[PATCH for-4.18 v2] tools/light: Revoke permissions when a PCI detach for HVM domain

Julien Grall posted 1 patch 1 year ago
Patches applied successfully (tree, apply log)
git fetch https://gitlab.com/xen-project/patchew/xen tags/patchew/20230915125204.22719-1-julien@xen.org
tools/libs/light/libxl_pci.c | 137 ++++++++++++++++++++---------------
1 file changed, 77 insertions(+), 60 deletions(-)
[PATCH for-4.18 v2] tools/light: Revoke permissions when a PCI detach for HVM domain
Posted by Julien Grall 1 year ago
From: Julien Grall <jgrall@amazon.com>

Currently, libxl will grant IOMEM, I/O port and IRQ permissions when
a PCI is attached (see pci_add_dm_done()) for all domain types. However,
the permissions are only revoked for non-HVM domain (see do_pci_remove()).

This means that HVM domains will be left with extra permissions. While
this look bad on the paper, the IRQ permissions should be revoked
when the Device Model call xc_physdev_unmap_pirq() and such domain
cannot directly mapped I/O port and IOMEM regions. Instead, this has to
be done by a Device Model.

The Device Model can only run in dom0 or PV stubdomain (upstream libxl
doesn't have support for HVM/PVH stubdomain).

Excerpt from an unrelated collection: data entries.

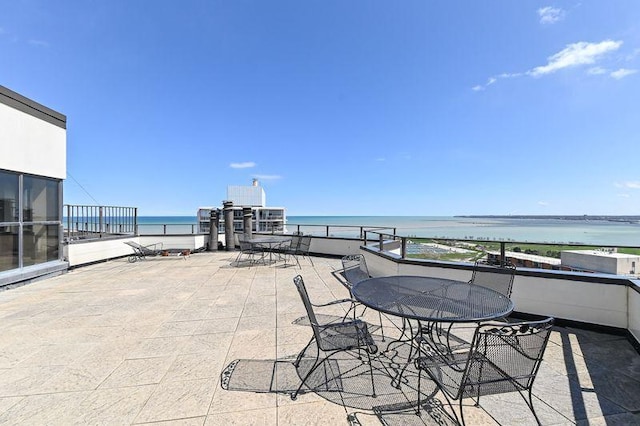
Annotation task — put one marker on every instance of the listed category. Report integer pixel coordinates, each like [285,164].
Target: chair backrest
[295,243]
[355,269]
[498,278]
[304,244]
[302,290]
[506,355]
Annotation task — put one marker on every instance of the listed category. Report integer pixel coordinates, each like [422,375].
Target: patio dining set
[272,249]
[443,337]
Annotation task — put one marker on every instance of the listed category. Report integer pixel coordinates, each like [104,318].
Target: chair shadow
[345,380]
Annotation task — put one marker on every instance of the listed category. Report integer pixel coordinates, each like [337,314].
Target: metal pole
[229,241]
[247,215]
[213,229]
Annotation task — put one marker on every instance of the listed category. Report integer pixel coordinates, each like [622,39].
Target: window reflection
[40,199]
[40,244]
[9,256]
[8,197]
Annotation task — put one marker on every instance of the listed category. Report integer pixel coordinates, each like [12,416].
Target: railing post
[68,222]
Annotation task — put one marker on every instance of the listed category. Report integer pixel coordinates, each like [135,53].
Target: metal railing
[83,222]
[338,231]
[541,255]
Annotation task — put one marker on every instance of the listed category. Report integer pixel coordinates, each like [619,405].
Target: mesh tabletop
[269,239]
[432,299]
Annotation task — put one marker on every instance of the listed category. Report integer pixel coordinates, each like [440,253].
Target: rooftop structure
[247,196]
[31,176]
[607,261]
[265,219]
[122,343]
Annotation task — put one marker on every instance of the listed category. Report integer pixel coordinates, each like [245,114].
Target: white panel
[31,145]
[634,313]
[604,304]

For PV/PVH stubdomain, the permission are properly revoked, so there is
no security concern.

This leaves dom0. There are two cases:
  1) Privileged: Anyone gaining access to the Device Model would already
     have large control on the host.
  2) Deprivileged: PCI passthrough require PHYSDEV operations which
     are not accessible when the Device Model is restricted.

So overall, it is believed that the extra permissions cannot be exploited.

Rework the code so the permissions are all removed for HVM domains.
This needs to happen after the QEMU has detached the device. So
the revocation is now moved to pci_remove_detached().

Also add a comment on top of the error message when the PIRQ cannot
be unbind to explain this could be a spurious error as QEMU may have
already done it.

Signed-off-by: Julien Grall <jgrall@amazon.com>

---

    Changes since v1:
        * Move the code to revoke in pci_remove_detached()
        * Add a comment on top of the PIRQ unbind error path
        * Use goto to deal with errors.
---
 tools/libs/light/libxl_pci.c | 137 ++++++++++++++++++++---------------
 1 file changed, 77 insertions(+), 60 deletions(-)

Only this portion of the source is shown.